Hybrid Manager Multi-DC deployment guide v1.3.2

The November 2025 Innovation Release of EDB Postgres AI is available. For more information, see the release notes.

Overview

Why run Hybrid Manager across multiple data centers?

Multi-DC gives you high availability and disaster recovery for Postgres workloads and the Hybrid Manager (HM) control plane (CP):

Survive a site loss (DR): Keep a warm Secondary site ready. If the Primary DC is unavailable, promote replicas in the Secondary and restore service.
Minimize downtime (HA): Perform maintenance or migrations on one site while workloads continue on the other.
Protect data (RPO): Continuous replication to a second DC reduces potential data loss compared to single-site backups only.
Reduce blast radius: Faults, misconfigurations, or noisy neighbors in one DC don’t take down the other.
Meet compliance/sovereignty: Keep copies in a specific region or facility while still centralizing control.
Operate at scale: Split read traffic, stage upgrades, or run blue/green cutovers across DCs.

RTO/RPO at a glance

RTO (time to restore service): Typically minutes, driven by your promotion/cutover runbook and DNS/LB changes.

RPO (data loss window):

Async replication (common across DCs): very low, but not zero (best-effort seconds).
Sync replication (latency-sensitive): can approach zero data loss, but adds cross-DC latency and requires robust low-latency links.
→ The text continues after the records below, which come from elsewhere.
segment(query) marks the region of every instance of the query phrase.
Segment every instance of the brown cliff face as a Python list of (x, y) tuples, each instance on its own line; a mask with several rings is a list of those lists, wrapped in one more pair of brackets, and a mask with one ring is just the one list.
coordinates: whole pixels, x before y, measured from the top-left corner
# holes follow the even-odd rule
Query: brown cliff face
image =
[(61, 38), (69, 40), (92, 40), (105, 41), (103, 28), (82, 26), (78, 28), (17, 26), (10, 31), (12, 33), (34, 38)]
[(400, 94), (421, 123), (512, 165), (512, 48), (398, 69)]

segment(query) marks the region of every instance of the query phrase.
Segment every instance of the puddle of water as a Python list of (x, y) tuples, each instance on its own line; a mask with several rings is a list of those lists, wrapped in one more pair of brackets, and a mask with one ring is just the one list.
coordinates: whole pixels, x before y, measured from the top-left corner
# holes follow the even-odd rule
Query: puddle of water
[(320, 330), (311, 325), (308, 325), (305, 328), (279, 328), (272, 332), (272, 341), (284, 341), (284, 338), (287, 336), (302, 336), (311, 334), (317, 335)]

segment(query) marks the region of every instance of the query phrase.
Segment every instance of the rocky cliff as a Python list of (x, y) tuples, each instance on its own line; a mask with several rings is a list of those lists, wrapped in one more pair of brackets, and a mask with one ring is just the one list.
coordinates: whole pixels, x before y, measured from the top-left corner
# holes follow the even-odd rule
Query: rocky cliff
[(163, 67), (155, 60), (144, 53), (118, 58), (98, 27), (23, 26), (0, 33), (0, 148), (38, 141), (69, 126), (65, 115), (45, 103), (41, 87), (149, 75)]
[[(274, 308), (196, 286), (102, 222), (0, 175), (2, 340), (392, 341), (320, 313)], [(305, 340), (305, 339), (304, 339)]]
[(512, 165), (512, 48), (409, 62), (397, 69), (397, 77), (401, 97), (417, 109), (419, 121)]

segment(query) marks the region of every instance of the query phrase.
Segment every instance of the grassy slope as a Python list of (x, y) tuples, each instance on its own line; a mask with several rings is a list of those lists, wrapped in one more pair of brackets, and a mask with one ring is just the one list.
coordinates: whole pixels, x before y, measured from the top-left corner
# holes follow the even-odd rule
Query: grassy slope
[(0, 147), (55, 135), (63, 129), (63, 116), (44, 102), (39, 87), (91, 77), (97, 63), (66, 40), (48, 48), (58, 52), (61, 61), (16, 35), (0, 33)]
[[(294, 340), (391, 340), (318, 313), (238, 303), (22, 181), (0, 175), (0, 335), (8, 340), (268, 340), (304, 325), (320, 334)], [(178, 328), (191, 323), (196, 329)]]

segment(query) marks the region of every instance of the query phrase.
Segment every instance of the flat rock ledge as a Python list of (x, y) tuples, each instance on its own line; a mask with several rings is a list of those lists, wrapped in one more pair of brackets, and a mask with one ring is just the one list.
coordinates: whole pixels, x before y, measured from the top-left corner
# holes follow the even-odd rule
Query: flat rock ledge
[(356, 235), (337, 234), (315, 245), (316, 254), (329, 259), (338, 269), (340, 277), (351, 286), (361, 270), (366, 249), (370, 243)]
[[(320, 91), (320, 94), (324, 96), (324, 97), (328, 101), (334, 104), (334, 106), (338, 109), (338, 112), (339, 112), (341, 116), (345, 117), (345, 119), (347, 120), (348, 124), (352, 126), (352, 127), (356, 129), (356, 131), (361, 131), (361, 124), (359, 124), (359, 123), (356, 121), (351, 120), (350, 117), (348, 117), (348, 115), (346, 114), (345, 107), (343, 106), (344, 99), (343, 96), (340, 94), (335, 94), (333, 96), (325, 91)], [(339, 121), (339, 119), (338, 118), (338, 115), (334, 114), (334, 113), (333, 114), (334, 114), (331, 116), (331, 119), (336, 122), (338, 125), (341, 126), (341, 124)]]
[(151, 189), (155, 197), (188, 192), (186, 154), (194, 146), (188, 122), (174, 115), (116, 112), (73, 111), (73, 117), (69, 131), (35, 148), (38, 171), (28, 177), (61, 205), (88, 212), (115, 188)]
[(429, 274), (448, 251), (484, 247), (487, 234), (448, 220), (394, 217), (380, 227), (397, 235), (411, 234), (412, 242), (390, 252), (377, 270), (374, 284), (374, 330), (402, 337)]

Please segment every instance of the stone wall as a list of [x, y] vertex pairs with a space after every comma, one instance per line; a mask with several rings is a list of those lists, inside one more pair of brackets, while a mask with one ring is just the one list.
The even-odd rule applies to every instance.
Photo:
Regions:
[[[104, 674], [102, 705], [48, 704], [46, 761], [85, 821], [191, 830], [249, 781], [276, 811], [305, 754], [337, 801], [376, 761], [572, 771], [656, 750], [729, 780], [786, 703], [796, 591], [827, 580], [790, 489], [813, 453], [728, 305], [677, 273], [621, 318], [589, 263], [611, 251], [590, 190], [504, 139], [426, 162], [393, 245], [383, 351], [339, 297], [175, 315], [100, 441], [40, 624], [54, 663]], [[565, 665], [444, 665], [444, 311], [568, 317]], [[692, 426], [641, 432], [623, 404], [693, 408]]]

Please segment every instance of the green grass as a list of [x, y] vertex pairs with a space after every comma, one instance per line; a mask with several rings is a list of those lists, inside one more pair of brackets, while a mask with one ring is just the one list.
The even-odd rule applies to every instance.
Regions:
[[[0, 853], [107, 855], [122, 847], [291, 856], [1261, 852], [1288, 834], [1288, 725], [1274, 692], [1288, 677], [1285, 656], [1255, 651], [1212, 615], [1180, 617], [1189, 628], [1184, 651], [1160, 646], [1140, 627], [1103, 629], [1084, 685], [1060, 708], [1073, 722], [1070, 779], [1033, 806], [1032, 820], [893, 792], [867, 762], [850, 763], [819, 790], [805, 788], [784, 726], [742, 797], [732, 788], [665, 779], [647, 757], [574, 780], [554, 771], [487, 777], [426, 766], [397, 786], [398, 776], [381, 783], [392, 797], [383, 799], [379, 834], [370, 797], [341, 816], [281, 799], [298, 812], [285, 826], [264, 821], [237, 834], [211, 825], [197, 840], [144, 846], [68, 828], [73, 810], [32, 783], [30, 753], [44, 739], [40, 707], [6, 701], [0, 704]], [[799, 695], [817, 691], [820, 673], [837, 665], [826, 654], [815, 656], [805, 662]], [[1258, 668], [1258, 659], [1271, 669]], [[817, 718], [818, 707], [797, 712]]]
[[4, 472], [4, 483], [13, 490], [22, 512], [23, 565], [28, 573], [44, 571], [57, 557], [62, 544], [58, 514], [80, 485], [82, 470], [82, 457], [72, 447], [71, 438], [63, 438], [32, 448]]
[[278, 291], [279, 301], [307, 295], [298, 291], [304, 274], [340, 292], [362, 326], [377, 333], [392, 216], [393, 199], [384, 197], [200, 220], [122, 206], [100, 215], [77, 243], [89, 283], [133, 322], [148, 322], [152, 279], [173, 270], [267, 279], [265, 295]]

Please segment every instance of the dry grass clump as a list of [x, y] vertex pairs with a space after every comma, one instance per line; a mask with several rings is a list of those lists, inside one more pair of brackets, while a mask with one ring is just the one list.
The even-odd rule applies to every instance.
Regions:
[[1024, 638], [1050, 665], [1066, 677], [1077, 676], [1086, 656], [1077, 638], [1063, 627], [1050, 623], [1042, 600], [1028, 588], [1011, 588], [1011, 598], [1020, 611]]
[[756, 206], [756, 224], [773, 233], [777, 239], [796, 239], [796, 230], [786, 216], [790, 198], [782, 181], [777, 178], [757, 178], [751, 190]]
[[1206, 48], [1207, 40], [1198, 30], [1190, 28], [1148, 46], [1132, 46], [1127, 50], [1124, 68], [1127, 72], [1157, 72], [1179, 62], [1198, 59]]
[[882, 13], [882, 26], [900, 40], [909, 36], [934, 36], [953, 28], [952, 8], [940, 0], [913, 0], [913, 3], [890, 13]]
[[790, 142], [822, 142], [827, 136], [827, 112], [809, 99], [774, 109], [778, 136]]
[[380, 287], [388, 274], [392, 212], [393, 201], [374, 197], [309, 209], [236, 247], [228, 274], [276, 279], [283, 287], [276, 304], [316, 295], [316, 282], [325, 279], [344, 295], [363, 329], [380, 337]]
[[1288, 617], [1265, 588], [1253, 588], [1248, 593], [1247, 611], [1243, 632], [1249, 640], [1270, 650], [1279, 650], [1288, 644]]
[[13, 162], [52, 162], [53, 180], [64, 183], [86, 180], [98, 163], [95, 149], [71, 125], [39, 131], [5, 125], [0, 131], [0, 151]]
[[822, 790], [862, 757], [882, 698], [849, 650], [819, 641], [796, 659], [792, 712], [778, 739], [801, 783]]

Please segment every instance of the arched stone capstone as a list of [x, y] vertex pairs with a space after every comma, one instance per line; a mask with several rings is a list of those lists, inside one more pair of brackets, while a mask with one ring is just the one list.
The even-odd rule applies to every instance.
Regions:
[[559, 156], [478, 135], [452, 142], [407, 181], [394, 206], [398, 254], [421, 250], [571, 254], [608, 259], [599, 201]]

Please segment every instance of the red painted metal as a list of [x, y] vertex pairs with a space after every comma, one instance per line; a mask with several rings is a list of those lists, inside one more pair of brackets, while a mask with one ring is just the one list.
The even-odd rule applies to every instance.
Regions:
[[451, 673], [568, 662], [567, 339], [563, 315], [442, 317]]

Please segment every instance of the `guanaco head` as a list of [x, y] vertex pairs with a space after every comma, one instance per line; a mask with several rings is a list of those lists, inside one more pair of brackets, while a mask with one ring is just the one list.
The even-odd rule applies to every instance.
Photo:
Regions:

What this guide helps you do

Connect two HM clusters (Primary ↔ Secondary) on the same provider/on-prem family.
Align object storage (identical edb-object-storage secret) so backups/artifacts are usable in both DCs.
Enable SPIRE federation (trust domains via 8444/TCP) so platform identities work cross-site.
Wire the Agent (Beacon) so the Primary can register the Secondary as a managed location and provision there (9445/TCP).
(Optional) Federate telemetry (Thanos/Loki) for cross-site metrics and logs.
Prepare a Postgres topology with a primary in one DC and replicas in the other; perform manual failover by promoting replicas.

Current limitations

Two sites (Primary and Secondary).
Manual failover: Promote replicas in the Secondary if the Primary is down.
Same cloud/on-prem family: Cross-CSP multi-DC is not supported.

Architecture at a glance

Control plane: Two HM clusters, federated via SPIRE; Primary “manages” the Secondary as a Location through Beacon.
Data nodes: Postgres primary in DC-A, replicas in DC-B (async by default).
Storage: Shared/consistent object store config across sites for backups/artifacts.
Telemetry (optional): Thanos/Loki federation to view metrics/logs across sites.

Who is this for?

This is for teams that need higher resilience than a single DC can provide, and are comfortable running a manual, well-rehearsed failover playbook with clearly defined RTO/RPO targets.

Prerequisites

Architecture prereqs

Two HM clusters available: Primary and Secondary (Kubernetes contexts configured).
Each cluster has a unique SPIRE trust domain.
Network connectivity:
- 8444/TCP open between clusters (SPIRE bundle endpoint).
- 9445/TCP from Secondary → Primary (Beacon gRPC).
- Tooling: kubectl, jq (and yq if editing YAML locally).
- Same provider/on-prem family (no cross-cloud).
Tools:
- jq, yq, AWS command line
Scripts:
- There are a number of scripts referred to use throughout this procedure. Please contact EDB Professional Services or EDB Support Center to get access to the scripts.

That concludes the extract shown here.